Support for crawling compound documents

If a document contains multiple parts, such as attachments or content elements, and you want all parts of the document to be treated as a single document in the search results, you can configure certain crawlers to support compound documents.

The following crawlers provide compound document support:
  • Exchange Server
  • FileNet P8
  • Notes
  • SharePoint

When compound document support is enabled in the crawler configuration, a parent document that contains child documents is searched as a single document. If the search terms are found in the parent or a child, all of the child documents are listed with the parent document in the search results. To help users identify documents of potentially greater interest, the links to child documents that contain the search terms are highlighted in a bold font. If the parent document does not match the search terms, but one or more child documents do, then the document summary is created from the first child document that matches the search terms.

Restriction: With compound documents, all textual information, such as the document body and text in fields or metadata, is treated as if the text was merged into one document. All of the fields from the parent document and child documents are indexed as a single document. One document ID, from the parent document, is assigned to the entire set. If you add, update, or delete a document in the set, the entire set of documents must be indexed again, even if some documents in the set did not change.

If support for compound documents is not enabled in the crawler configuration, the parent and child documents are searched separately and returned as separate documents in the search results. For example, if a document in a Lotus Notes® database contains two attachments, the document becomes three documents in the index, one for the document body and two for the attachments. The three documents are searched as if they are unrelated documents. Thus, a query might return three separate documents even though the three parts comprise a single document.

For another example, a Boolean AND query might not return any of three documents if two search terms (this AND that) exist in separate attachments. In contrast, when compound document support is enabled, a Boolean AND query searches across the entire set of documents. The compound document is returned in the search results even if one attachment contains this and the other attachment contains that.

Exchange Server crawlers

Microsoft Exchange Server supports attachments to mail, calendars, tasks, and contacts. In some cases, an attachment to mail can have its own attachments. When the Exchange Server crawler is configured to support compound documents, the parent document is published with its attachments as one compound document. The parent and all parts are indexed as one document.

If the Exchange Server crawler is not configured to support compound documents, the parent documents are indexed separately from their attachments. For example, a search might return separate documents for the parent email and each of its attachments.

FileNet P8 crawlers

In FileNet® P8, differences exist between documents that contain multiple content elements and documents that are considered compound documents in FileNet P8.
Documents with multiple content elements
If the FileNet P8 crawler is not configured to support compound documents, a FileNet P8 document that contains multiple content elements gets indexed as multiple documents that have similar metadata, but different binary content. For example, if a FileNet P8 document includes two files, they are indexed as two documents that have almost the same metadata. Some attributes derived from the content elements differ, such as the file name, file size, content type, and so on.

If you configure the FileNet P8 crawler to support compound documents, FileNet P8 documents that contain multiple content elements are treated as a single document in the index.
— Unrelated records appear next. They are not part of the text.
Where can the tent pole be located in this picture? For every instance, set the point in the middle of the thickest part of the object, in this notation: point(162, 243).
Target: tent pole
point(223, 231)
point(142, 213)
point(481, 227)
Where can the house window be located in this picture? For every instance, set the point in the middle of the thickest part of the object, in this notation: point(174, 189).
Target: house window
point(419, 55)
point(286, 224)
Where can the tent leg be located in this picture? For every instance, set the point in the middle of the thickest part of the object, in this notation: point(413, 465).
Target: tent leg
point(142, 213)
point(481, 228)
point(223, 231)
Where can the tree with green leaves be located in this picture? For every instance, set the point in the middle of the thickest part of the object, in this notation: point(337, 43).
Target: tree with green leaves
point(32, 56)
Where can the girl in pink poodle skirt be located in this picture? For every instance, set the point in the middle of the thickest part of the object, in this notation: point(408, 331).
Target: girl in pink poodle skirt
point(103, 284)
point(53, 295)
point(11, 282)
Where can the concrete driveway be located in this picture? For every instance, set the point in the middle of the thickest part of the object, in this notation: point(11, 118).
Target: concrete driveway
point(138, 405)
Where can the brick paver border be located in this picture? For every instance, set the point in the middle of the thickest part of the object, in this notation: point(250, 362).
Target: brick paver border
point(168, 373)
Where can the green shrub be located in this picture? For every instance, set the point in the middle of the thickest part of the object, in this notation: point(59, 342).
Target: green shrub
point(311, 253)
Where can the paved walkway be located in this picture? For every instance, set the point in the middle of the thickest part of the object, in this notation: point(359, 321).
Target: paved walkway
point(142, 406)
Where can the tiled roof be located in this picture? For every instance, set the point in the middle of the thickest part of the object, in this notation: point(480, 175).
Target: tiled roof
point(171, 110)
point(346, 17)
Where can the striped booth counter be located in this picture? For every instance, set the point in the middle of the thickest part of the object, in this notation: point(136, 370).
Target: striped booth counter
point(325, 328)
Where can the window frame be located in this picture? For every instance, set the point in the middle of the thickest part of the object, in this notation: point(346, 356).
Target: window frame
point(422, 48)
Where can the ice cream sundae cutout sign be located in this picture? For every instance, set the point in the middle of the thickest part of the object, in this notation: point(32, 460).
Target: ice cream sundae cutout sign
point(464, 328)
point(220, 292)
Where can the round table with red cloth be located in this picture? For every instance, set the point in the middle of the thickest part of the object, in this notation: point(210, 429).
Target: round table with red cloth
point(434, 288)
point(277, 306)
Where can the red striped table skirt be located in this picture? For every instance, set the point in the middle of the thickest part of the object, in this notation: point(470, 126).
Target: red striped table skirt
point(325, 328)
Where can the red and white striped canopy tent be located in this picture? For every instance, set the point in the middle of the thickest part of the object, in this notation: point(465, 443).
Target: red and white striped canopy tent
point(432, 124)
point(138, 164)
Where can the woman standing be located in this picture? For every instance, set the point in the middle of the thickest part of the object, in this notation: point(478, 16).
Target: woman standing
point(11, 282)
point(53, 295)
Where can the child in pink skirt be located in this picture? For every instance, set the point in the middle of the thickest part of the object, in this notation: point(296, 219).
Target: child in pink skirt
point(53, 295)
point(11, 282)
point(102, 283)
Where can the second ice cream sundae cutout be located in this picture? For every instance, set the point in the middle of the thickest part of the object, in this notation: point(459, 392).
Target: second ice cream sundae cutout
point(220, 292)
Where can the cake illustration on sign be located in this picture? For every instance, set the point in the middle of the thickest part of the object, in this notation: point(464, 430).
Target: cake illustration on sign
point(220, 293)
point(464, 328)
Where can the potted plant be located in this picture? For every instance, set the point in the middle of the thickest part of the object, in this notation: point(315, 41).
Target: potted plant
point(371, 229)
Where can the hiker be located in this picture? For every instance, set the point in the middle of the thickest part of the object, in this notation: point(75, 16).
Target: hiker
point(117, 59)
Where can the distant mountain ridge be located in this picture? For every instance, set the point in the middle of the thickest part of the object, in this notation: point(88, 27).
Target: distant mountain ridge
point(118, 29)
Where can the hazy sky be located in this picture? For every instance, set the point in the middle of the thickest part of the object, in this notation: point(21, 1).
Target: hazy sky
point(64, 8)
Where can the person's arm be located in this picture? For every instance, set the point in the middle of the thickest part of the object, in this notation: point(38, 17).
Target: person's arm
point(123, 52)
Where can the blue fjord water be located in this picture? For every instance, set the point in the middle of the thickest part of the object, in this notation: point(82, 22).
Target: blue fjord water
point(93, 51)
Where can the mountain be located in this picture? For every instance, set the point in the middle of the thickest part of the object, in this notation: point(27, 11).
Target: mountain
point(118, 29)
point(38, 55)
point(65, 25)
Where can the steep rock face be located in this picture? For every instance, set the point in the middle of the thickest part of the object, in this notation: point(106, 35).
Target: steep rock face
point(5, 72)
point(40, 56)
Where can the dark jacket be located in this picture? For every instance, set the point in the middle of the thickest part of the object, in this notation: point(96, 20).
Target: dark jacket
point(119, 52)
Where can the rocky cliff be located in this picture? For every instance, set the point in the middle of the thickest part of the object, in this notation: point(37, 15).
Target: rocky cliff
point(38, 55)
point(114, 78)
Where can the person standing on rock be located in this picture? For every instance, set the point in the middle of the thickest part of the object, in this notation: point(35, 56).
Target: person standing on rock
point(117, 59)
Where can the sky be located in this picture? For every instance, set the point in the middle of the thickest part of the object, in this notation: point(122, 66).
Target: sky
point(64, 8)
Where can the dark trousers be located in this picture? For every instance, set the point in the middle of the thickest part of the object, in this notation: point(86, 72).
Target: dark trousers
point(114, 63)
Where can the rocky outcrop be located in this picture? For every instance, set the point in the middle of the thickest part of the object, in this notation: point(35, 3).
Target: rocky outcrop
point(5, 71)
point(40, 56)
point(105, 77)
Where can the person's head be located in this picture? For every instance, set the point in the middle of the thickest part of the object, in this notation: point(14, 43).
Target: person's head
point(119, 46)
The indexed compound document contains all content elements that are associated with the multiple element document.

Compound documents in FileNet P8
In Watson Explorer Content Analytics, a compound document consists of binary content and limited metadata associated with the binary content. If a parent document and child document have different metatdata, Watson Explorer Content Analytics indexes both documents as a single document.

In FileNet P8, a compound document is a document that can contain other documents. The parent and child documents can have completely different metadata, and the documents likely need to be indexed and searched as separate documents.

To support indexing and searching FileNet P8 compound documents, the FileNet P8 crawler treats all parts of the document as separate documents with distinct metadata. They are not indexed as a single document in the Watson Explorer Content Analytics index.

Notes crawlers

When the Notes crawler is configured to support compound documents, the crawler treats attachments as child documents. As a result, one Notes document always becomes the parent document. The parent document is published with its child documents as one compound document. The parent and all parts are indexed as one document.

If the Notes crawler is not configured to support compound documents, the parent documents are indexed separately from their attachments. For example, if a Notes document has two attachments, the crawler produces three documents. A search might return separate documents for the parent document and each attachment.

SharePoint crawlers

SharePoint Server documents support attachments to calendars and tasks. When the SharePoint crawler is configured to support compound documents, the parent document is published with its attachments as one compound document. The parent and all parts are indexed as one document.

If the SharePoint crawler does not support compound documents, attachments are indexed separately from the parent document, but they include much of the same metadata as the parent document. For example, if a SharePoint calendar has two attachments, the content is indexed as three separate documents that have nearly the same metadata. A few fields, such as the file name, file size, and last modification date, are different for each document.